A redécouvrir

Béatrice et Bénédict / Hector Berlioz (1992)

- temps de lecture approximatif de 2 minutes 2 min - Modifié le 01/07/2016 par Civodul

Berlioz compose Béatrice et Bénédict à l'automne de sa vie, c'est déjà un homme usé, miné par la maladie. On ne trouve pourtant dans cet opéra ni tristesse ni aigreur mais c'est bien plutôt le triomphe de l'amour et de la jeunesse qui y est joyeusement célébré.

 

S’inspirant du drame de Shakespeare « Beaucoup de bruit pour rien » Berlioz n’en retient que l’intrigue secondaire centrée sur Béatrice et Bénédict, « gais et spirituels, qui se déchirent dans de brillantes joutes oratoires alors que tout semble pourtant devoir les rapprocher ». Leur entourage n’aura de cesse que les deux jouvenceaux, d’abord inconscients de leur amour réciproque n’acceptent enfin cette douce tyrannie.
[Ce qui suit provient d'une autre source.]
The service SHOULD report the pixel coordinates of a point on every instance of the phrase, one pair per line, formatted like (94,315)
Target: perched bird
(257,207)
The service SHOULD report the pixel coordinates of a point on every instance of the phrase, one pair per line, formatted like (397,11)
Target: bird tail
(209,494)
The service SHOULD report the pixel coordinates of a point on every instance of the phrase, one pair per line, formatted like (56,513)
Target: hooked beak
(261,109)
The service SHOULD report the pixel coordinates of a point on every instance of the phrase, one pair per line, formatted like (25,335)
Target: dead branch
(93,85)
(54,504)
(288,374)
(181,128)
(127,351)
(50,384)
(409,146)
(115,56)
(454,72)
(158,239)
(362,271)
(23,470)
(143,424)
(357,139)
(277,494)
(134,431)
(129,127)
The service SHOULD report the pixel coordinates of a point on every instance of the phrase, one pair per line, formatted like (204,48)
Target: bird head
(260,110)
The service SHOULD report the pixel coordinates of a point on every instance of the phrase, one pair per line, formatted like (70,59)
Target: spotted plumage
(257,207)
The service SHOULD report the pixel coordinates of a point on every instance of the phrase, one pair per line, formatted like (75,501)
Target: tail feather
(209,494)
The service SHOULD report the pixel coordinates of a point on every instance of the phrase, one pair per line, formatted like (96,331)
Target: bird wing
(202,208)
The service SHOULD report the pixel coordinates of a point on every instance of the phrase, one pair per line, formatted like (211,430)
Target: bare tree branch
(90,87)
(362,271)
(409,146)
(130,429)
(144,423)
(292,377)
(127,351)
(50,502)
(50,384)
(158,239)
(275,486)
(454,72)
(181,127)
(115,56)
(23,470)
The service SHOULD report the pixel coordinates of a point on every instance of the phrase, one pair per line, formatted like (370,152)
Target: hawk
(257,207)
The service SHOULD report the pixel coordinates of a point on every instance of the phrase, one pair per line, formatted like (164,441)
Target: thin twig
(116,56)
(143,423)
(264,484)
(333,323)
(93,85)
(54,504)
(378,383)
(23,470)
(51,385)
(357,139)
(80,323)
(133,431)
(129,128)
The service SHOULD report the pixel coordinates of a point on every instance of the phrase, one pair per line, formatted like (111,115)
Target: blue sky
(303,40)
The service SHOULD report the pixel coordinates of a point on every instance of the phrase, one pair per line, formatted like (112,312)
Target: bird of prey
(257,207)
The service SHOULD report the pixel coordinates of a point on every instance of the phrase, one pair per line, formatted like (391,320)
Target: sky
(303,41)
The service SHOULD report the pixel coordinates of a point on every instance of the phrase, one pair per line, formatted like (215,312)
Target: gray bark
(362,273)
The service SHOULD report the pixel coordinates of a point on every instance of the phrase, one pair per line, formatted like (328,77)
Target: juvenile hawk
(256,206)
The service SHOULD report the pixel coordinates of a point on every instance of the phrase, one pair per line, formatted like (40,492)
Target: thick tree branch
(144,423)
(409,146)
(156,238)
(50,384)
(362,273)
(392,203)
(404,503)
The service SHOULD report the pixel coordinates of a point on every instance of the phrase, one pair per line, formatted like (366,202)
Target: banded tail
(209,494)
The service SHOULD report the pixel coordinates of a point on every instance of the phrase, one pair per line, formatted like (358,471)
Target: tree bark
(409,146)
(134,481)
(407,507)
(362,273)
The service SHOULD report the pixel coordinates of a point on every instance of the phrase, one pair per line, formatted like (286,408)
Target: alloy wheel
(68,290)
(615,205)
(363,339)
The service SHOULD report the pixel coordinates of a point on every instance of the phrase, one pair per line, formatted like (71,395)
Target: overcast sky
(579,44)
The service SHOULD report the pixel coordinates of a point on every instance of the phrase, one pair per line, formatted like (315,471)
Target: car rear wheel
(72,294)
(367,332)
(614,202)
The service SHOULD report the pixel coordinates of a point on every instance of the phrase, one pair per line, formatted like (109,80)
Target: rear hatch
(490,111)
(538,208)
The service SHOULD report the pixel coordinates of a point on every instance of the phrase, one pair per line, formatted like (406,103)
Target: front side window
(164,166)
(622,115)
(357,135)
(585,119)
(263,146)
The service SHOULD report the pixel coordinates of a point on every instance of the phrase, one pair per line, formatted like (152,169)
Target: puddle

Le propos est léger, dans la lignée des comédies shakespeariennes pleines de verve et d’humour et Berlioz, qui fut critique musical autant que musicien, l’agrémente de saillies parodiques à l’attention des musiciens qu’il moque aimablement (personnage satirique de Somarone qui brocarde les travers de l’académisme musical). En d’autres temps cette charmante comédie se fût peut-être appelée opérette car tous les ingrédients en sont réunis (dialogues parlés, légèreté de l’intrigue, intermèdes comiques) … quoiqu’on oserait à peine le vocable tant la musique en est noble et altière. L’ouverture splendidement orchestrée est une merveille de grâce et de fantaisie, quelques airs (tantôt d’une vaillance virile avec Bénédict, tantôt d’un charme délicieusement féminin avec Héro) sont magnifiques. Remarquables également sont les ensembles, pour lesquels Berlioz semble avoir été divinement inspiré : le duo bucolique d’Héro et Ursule est une splendeur vocale, tout comme le long trio féminin dramatique qui semble faire pendant au trio masculin bouffe accompagné par un orchestre bondissant. Comédie certes mais, comme l’a exprimé un critique « le rire qui parcourt l’opéra a trop souvent l’amertume des larmes ». L’ambivalence de l’atmosphère, la variété des situations et des ambiances musicales concourent à faire de Béatrice et Bénédict un chef-d’oeuvre d’originalité et de poésie.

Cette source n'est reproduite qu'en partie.